The good news is, you don’t have to resign yourself to stretchy waistbands forever. Here are eight easy tweaks that can help ease bloating:
- Eat slower. Life isn’t a competitive eating contest! Take your time, chew well, and you will be less prone to gulping air. Avoiding distractions will help too.
- Ditch the fizzy drinks. Bubbles in your drink need to travel somewhere, and the first place they’re going is to the gut.
- Stay hydrated, aiming for 1.5-2 litres of water a day. Water helps move things along, keeping digestion smooth. Try avoiding drinking while eating though, and have a sip after you’ve finished instead. Avoid using a straw too.
- Increase fibre intake gradually. Fibre is the main fuel for your gut microbes and key for optimising gut health. But too much too quickly is a recipe for a bloated belly. If you are trying to eat more high-fibre foods, gradually introduce one or two high-fibre foods per week and see how your gut tolerates it. And remember to drink plenty of water.
- Prioritise managing stress and getting good quality sleep. Your gut and brain are besties, but stress can cause disregulation and poor communication between them. This causes issues with gut motility (movement), slowing down digestion or speeding things up.

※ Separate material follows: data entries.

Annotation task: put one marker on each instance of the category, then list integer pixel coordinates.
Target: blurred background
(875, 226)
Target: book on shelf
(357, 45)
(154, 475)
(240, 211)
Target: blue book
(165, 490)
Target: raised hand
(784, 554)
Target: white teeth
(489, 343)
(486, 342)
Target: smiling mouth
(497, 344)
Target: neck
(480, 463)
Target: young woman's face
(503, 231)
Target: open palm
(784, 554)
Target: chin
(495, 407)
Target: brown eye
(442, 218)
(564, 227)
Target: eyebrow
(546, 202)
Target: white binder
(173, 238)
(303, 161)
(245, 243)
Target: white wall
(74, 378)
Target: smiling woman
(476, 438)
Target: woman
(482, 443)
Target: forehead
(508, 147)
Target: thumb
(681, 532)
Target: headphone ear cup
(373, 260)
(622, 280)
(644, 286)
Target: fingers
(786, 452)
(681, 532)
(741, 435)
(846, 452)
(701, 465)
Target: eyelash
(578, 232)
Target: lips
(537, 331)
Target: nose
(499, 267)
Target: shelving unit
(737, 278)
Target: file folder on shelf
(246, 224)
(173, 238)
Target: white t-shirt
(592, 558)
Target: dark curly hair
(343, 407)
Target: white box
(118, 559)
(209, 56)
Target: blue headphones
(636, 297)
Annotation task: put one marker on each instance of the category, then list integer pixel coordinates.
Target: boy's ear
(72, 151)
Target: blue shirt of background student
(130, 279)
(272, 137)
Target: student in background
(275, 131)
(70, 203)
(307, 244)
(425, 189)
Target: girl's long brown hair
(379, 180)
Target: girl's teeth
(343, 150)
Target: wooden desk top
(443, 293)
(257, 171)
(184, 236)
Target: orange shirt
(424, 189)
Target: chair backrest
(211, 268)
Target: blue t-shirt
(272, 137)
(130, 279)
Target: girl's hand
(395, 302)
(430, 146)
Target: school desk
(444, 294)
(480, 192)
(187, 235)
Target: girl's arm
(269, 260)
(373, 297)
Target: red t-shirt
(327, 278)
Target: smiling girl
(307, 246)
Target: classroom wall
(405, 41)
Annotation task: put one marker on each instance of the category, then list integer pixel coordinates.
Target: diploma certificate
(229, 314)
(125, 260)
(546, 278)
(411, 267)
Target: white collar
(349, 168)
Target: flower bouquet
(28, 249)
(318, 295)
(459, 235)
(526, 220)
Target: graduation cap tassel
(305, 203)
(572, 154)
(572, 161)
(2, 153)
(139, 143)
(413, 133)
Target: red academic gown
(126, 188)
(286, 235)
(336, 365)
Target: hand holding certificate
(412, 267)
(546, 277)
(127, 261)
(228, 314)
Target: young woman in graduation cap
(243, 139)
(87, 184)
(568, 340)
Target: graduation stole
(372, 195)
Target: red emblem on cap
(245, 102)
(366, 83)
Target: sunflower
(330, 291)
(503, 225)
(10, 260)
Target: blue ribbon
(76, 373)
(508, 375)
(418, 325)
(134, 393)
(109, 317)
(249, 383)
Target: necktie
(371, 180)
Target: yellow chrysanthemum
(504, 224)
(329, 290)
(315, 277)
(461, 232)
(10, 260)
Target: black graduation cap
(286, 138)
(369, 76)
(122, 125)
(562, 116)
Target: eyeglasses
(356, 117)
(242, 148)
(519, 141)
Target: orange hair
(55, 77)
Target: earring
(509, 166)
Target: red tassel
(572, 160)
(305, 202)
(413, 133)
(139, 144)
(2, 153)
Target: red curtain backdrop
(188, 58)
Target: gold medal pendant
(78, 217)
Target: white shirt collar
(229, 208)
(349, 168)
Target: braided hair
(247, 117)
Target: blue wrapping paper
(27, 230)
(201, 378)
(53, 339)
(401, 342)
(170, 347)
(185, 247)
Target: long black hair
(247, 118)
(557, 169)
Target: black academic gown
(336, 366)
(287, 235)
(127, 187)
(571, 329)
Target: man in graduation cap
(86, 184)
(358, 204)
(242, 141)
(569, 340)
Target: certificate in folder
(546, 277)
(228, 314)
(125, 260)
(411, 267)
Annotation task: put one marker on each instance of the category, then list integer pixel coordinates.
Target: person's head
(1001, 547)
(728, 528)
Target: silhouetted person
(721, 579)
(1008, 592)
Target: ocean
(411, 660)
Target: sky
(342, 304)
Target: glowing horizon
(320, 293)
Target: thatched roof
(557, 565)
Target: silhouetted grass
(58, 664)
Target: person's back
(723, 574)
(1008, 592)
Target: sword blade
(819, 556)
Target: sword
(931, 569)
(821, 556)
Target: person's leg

Yoga, walking or even simple deep belly breathing can help. Poor sleep can also interfere with digestion and appetite-regulating hormones, making bloating more likely. Aim for 7-10 hours a night.
- Increase your intake of soluble fibre. Add in more oats, chia seeds or linseeds. There is evidence that linseeds (1-2 tbsp with a cup of water a day) may be effective in reducing bloating, but this could take several weeks to take effect.
- Support your beneficial gut bugs. Small daily amounts of fermented foods such as yogurt, kefir, kimchi and sauerkraut, and prebiotics from plant-based foods like wholegrains, oats, almonds, fruits and vegetables can help keep your gut happy.
- Go for a 10- to 15-minute walk after meals. A study in 2021 found that doing this reduced bloating along with fullness, wind and discomfort.
Can you banish bloating forever?
Bloating often occurs while your body is digesting food, and it’s a normal part of the process. Yet if bloating is persistent and uncomfortable, it might be necessary to look at your diet and overall health as there could be an underlying condition. Making some small changes can help banish the bloat, but it’s never going to disappear completely. Just remember, a little bloating also means your gut bacteria are having a good ol’ time, so try to celebrate that rather than worrying too much.